By about 6 am, watching the shifting direction of the wind and barometer, we knew that the cyclone was crossing right over Madras. There was torrential rain, and wind speed had risen to more than 100 miles an hour. At daybreak, we could finally see the silhouettes of the ship at anchor. Three or four ships were not to be seen, and we figured that the Masters must have weighed anchor and proceeded to sea, which was the safer way.
The Progress was anchored north of the harbour entrance, approximately near the new channel that turns to the east about 1 to 1½ mile away. We could see that she was drifting southwards, and sometimes could faintly see her propeller rising in the air, as her stern rose above water due to heavy pitching. Apparently the Captain was trying his best to get away, but the wind and heavy seas were too much for her power. What was causing immense worry to Port officials was that she might founder right in the middle of the harbour entrance! They were cursing and praying at the same time, that she keeps clear of the entrance. Their prayers were answered and at the last moment a heavy return swell pushed her out seaward, and she dashed on the breakwater but on the outside. A heavy sigh of relief was breathed that she did not break up inside! She apparently broke into two, but, there was very little to do to help the crew at the time, as heavy seas were battering the breakwater walls. – (From the late Capt.
Prabhakar Datar’s notebook, sent to us by Mrs. Snehalata Datar).

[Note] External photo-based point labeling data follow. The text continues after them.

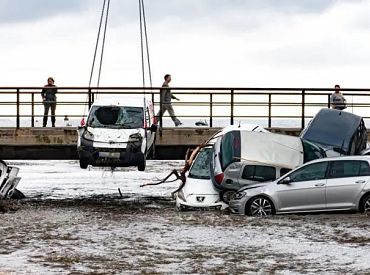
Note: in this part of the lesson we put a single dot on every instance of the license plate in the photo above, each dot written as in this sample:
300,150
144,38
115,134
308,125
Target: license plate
112,155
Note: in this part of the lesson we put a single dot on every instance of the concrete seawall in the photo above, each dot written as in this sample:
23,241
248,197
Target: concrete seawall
60,143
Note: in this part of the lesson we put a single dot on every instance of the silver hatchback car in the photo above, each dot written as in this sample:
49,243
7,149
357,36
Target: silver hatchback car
329,184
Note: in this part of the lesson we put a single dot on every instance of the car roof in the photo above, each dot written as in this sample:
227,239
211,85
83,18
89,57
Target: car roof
366,158
242,126
121,100
332,127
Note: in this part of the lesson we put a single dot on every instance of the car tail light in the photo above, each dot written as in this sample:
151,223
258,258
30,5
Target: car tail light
219,178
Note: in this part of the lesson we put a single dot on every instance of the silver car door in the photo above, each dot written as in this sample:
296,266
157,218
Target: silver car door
305,191
346,179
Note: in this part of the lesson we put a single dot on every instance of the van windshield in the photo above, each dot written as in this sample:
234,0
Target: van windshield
201,165
116,117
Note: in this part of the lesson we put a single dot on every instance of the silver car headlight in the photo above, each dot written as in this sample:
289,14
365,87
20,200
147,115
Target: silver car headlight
135,137
239,195
181,195
88,135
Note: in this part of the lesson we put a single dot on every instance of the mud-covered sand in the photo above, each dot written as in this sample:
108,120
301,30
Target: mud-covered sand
144,234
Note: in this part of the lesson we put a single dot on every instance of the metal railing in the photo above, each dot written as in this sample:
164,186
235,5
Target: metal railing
209,103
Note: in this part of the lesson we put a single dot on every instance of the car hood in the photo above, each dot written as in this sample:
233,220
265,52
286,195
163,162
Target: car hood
199,187
113,135
253,186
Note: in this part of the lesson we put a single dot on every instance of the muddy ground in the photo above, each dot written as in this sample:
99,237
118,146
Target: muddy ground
148,236
74,226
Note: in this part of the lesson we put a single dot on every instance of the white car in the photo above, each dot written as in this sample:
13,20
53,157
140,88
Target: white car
120,131
199,192
8,180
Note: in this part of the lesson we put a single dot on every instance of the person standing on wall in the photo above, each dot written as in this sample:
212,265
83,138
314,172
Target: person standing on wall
49,100
166,97
337,100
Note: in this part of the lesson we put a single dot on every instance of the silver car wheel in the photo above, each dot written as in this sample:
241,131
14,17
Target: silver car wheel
367,205
260,207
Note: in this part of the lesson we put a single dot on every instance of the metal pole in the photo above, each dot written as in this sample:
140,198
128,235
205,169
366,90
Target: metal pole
18,119
210,110
232,107
269,119
89,96
33,110
303,109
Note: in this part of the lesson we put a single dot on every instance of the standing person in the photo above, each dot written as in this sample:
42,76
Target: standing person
166,97
49,100
337,100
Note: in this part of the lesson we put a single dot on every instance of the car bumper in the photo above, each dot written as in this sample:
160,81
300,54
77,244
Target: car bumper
101,156
182,205
236,207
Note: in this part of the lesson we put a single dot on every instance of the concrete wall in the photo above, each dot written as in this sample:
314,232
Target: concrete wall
60,143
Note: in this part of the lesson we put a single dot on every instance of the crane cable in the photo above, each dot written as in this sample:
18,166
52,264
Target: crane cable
104,12
143,32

Snehalata Datar adds, “I cannot find my husband’s account of what happened thereafter to the Stamatis, in particular, so I am adding this footnote from Google:
A spectacle that remains etched in the collective memory of the city is the sight of the half-submerged Stamatis, the cargo ship which hit Marina beach on November 3rd, 1966 and remained a sorry sight till the 1990s.

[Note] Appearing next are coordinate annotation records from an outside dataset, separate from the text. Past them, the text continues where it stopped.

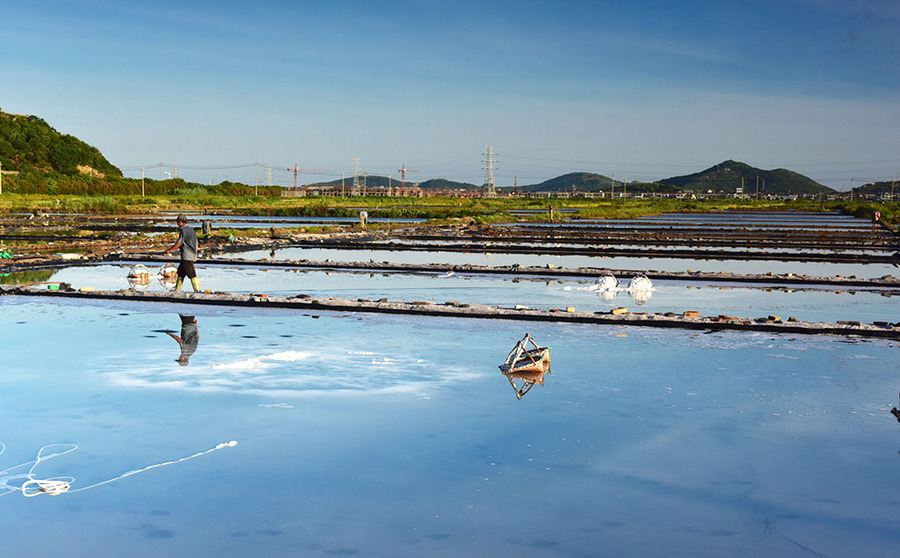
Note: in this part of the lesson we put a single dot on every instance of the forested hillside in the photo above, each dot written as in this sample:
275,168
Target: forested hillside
29,143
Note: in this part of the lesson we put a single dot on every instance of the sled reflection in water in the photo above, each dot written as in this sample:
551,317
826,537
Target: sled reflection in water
527,365
528,380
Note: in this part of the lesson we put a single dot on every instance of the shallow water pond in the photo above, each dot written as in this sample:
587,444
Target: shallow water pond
742,300
389,436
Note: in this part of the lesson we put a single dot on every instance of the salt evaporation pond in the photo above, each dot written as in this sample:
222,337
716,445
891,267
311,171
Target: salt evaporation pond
375,435
744,300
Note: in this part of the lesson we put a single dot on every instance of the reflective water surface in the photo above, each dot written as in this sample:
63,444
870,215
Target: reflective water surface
391,436
812,303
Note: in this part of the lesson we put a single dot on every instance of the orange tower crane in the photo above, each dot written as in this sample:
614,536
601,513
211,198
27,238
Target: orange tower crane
296,168
403,170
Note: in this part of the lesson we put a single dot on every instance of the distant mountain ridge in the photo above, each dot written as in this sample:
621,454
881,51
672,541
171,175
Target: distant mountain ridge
28,143
729,176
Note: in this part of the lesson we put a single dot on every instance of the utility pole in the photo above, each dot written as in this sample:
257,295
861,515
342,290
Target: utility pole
296,168
489,186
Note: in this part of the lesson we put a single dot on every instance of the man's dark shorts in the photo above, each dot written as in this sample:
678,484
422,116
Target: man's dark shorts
186,269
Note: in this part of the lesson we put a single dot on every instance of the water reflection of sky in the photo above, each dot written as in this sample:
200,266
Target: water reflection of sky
702,444
743,300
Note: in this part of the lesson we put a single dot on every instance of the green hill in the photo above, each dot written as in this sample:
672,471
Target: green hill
28,143
879,188
728,176
580,181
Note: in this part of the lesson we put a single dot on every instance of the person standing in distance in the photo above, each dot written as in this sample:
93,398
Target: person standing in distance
187,243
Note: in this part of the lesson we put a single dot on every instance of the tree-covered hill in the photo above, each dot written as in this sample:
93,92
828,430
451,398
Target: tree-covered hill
879,188
580,181
28,143
728,176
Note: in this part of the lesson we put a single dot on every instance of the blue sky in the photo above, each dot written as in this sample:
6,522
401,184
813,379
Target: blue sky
645,90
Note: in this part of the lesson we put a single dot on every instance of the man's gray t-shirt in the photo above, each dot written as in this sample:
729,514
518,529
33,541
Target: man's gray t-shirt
188,248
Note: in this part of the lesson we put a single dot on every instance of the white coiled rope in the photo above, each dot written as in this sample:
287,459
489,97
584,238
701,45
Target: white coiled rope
55,486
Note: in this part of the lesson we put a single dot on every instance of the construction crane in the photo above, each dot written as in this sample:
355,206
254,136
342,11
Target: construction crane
403,170
296,168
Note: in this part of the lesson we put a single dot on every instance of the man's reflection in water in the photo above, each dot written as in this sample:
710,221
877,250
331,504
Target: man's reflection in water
190,335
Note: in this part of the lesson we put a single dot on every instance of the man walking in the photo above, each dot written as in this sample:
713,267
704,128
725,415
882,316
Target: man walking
187,243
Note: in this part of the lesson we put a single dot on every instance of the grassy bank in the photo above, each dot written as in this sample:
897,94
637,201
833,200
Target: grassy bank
482,210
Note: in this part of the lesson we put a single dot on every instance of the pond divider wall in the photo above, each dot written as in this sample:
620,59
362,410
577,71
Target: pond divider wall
548,271
620,317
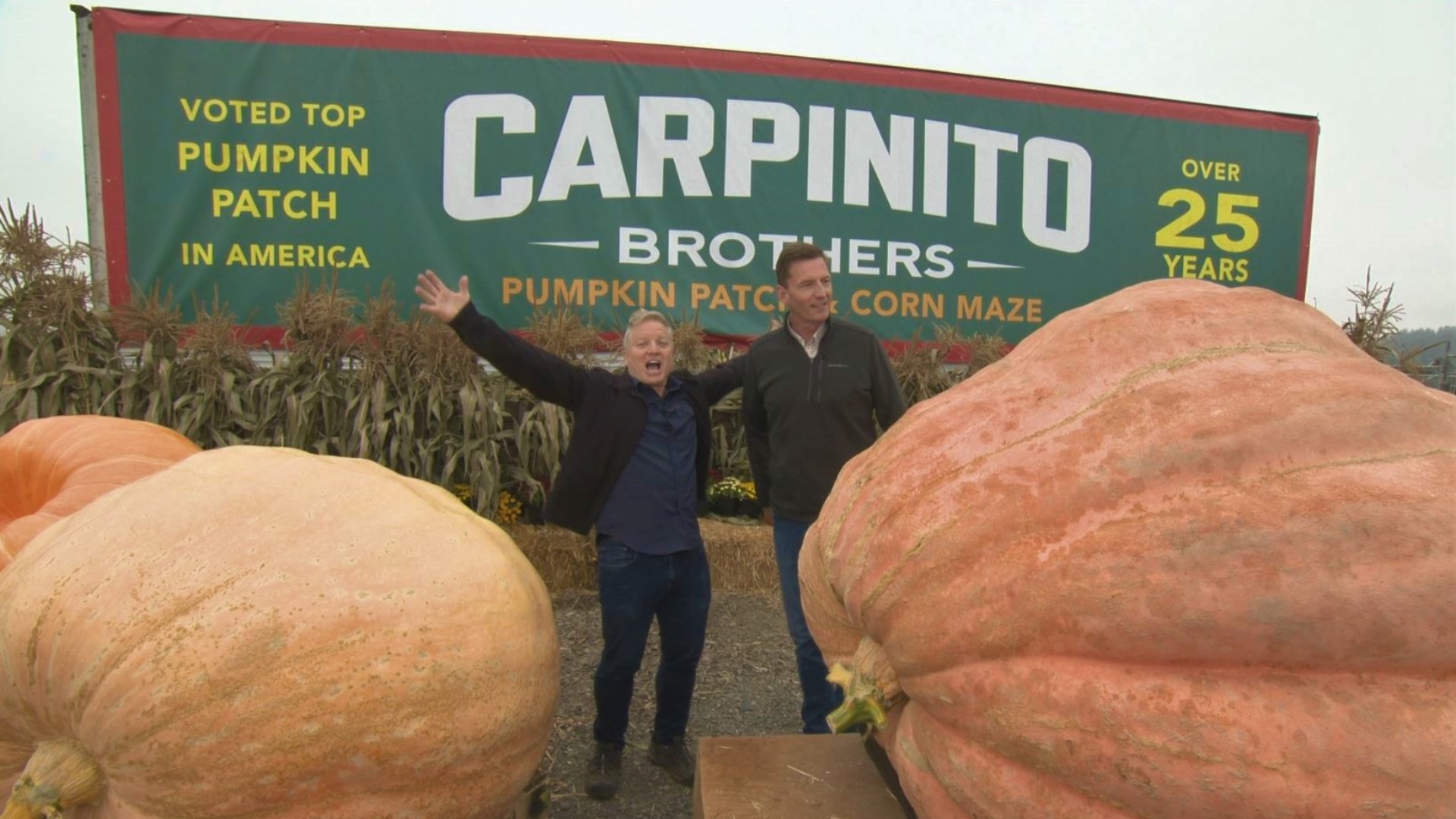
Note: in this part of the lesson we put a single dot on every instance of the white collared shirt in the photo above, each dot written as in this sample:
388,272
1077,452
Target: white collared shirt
810,344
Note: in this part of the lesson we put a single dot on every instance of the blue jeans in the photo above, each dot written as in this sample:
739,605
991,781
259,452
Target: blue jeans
634,588
820,695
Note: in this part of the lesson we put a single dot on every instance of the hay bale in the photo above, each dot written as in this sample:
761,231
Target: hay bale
739,551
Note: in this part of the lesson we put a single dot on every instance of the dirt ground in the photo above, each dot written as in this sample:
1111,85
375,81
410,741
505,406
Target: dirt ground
746,686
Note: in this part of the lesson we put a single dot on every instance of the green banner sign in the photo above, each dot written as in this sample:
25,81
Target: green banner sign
240,155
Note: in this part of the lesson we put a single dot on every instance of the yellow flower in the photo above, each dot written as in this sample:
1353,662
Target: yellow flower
507,509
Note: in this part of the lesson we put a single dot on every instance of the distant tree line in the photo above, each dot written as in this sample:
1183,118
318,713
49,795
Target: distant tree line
1436,343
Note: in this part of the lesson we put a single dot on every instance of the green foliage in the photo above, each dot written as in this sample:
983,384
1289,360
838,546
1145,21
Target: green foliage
1376,330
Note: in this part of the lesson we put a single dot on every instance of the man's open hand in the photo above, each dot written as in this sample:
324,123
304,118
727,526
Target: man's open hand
440,300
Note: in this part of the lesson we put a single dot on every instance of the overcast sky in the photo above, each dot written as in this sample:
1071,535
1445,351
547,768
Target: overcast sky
1381,77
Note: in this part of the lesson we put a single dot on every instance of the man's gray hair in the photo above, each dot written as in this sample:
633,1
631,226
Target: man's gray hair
642,315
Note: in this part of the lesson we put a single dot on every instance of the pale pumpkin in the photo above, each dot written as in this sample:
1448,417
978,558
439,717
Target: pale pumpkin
274,634
1185,553
53,466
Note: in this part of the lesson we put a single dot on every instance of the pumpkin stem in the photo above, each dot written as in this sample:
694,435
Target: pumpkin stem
862,701
57,777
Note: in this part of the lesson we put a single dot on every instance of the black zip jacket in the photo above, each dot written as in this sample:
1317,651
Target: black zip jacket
609,416
805,419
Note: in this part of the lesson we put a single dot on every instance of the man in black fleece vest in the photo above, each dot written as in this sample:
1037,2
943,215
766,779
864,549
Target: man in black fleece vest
813,394
637,469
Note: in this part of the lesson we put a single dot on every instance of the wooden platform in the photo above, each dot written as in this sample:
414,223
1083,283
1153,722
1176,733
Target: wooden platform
789,777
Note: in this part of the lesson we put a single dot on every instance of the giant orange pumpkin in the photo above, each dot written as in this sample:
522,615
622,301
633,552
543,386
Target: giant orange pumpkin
53,466
1185,553
273,634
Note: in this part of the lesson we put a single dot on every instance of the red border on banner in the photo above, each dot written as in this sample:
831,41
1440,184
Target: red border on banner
108,22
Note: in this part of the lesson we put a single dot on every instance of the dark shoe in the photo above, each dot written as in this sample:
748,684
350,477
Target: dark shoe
604,771
674,758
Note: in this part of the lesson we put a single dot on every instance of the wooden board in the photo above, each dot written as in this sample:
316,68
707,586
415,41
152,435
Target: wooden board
789,777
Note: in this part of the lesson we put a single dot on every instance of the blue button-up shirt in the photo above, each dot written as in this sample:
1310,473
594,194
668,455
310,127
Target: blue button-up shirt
654,506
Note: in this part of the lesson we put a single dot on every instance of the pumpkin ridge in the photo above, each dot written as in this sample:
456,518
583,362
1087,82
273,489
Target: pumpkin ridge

Worst affected by the storm of November 6th was the Progress. The ship split in two and about 25 crew members, mostly Chinese, died.

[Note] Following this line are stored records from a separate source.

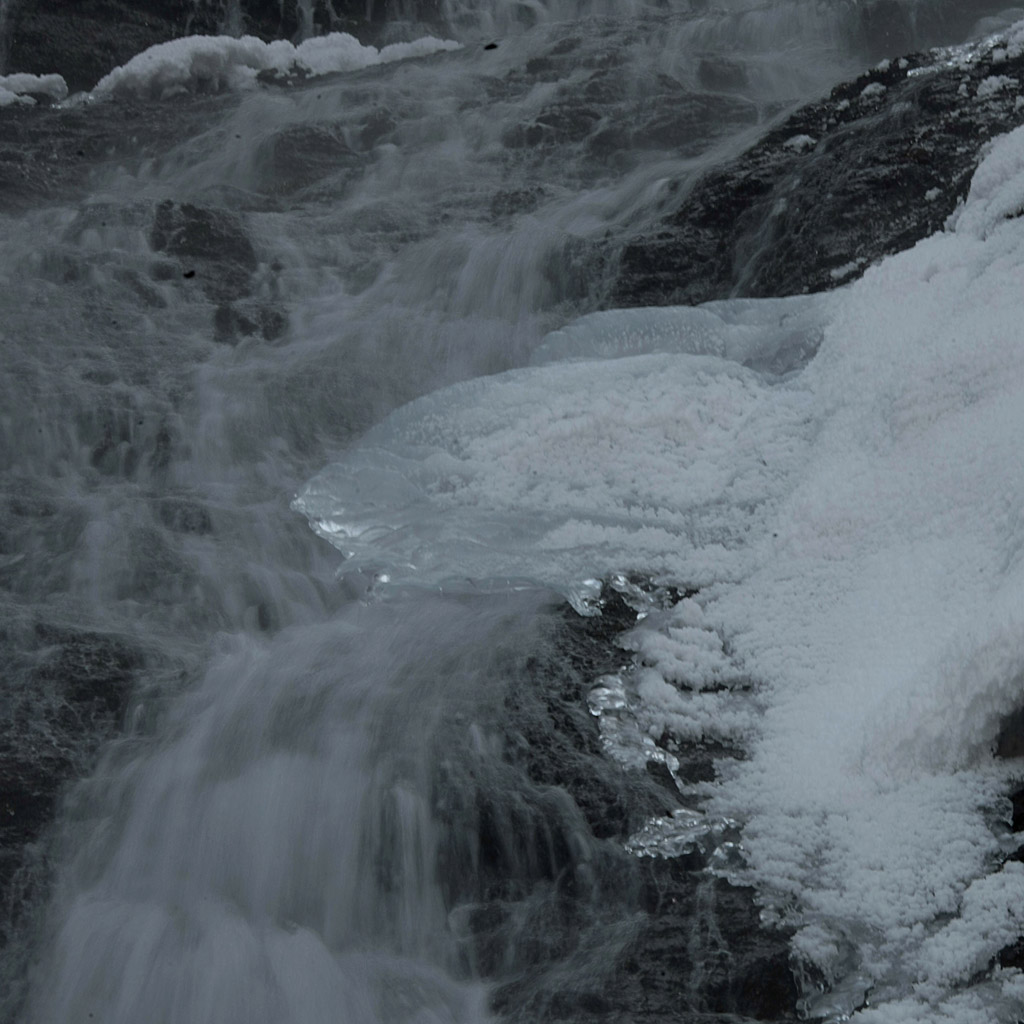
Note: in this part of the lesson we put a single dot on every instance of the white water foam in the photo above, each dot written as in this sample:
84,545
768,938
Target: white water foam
856,531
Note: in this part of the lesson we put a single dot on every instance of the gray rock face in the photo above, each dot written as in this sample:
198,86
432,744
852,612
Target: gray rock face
869,171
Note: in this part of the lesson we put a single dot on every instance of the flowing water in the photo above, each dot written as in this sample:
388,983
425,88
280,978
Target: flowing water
313,791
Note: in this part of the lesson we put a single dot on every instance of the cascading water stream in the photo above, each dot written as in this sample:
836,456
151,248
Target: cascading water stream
314,811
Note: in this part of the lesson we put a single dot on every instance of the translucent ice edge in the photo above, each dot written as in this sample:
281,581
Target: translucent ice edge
855,534
216,64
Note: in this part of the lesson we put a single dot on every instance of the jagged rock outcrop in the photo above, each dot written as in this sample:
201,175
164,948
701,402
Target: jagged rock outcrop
878,166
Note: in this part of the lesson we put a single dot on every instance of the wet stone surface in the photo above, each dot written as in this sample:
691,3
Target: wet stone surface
66,691
556,895
878,166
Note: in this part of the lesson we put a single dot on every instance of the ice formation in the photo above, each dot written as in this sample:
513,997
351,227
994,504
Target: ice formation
855,531
215,64
22,88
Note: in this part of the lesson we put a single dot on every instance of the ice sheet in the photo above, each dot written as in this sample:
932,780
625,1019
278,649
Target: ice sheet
215,64
857,534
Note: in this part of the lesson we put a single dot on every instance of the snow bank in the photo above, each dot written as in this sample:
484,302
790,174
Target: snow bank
215,64
857,534
20,88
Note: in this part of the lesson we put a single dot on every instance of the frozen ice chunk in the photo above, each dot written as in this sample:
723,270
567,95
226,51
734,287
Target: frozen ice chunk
215,64
20,88
775,335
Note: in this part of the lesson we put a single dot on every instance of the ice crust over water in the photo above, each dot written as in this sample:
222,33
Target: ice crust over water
857,534
216,64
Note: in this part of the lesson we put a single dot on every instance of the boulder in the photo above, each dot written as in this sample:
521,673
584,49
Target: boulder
877,166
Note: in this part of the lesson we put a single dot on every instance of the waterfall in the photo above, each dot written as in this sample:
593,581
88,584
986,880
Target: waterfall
294,782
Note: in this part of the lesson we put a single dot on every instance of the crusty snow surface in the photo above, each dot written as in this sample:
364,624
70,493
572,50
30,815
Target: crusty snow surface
856,531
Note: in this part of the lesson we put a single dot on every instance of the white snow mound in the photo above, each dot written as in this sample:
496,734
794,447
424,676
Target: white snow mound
217,64
856,534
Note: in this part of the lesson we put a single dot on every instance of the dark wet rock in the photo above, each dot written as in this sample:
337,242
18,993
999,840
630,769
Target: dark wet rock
184,516
210,243
553,895
879,165
50,153
602,115
232,323
303,155
66,691
1010,740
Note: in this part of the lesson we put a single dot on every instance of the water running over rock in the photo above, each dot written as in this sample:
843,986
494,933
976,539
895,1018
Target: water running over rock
321,798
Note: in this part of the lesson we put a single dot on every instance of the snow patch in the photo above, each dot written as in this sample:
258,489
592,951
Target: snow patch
994,84
855,536
216,64
20,88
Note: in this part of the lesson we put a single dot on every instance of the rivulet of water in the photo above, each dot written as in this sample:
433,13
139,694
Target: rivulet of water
286,823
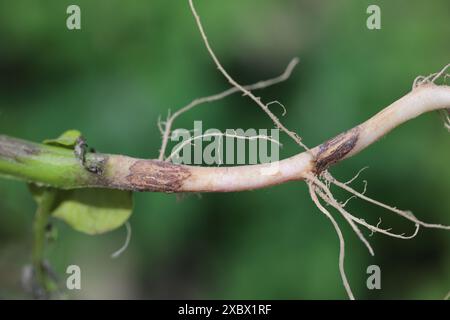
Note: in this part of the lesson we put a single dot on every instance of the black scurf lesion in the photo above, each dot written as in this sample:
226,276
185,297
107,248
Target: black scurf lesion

The Stamatis and Marore, jostled violently by the storm, drifted. While Marore ran aground off the Port Trust marshalling yard, Stamatis was dragged further and reached Marina beach. The Madras Steamers Agents’ Association, after a few days, declared that Marore was “as good as wrecked as it had developed a big crack amidship,” but they had some hopes about refloating Stamatis.
Ten days later, attempts to pull the ship out of the sand commenced. Large crowds had gathered to witness the event, but they were disappointed since the recovery operations failed.
M/s. Diana Maritime Corporation, the owners, agreed to sell what was remaining of the ship for its scrap value – about Rs. 3.3 lakh – to a local company. However, the wreckage could not be completely removed.
The ruined ship attracted a lot of curious onlookers, but it also turned into a death trap. Many who swam close to it were not aware of the buried, sharp steel girders and were often fatally injured. In January 1983, over three days that followed Pongal, 19 dead bodies were washed ashore. This tragedy created a furore.
Finally, in 1990, a major effort was made to haul the wreckage to shore. A Bombay-based company mobilised more than 30 workers to wrap the broken ship with wires and tried to haul it with the help of two winches. The wreckage was removed, but not completely. There are bits of it still under water close to the site where it beached.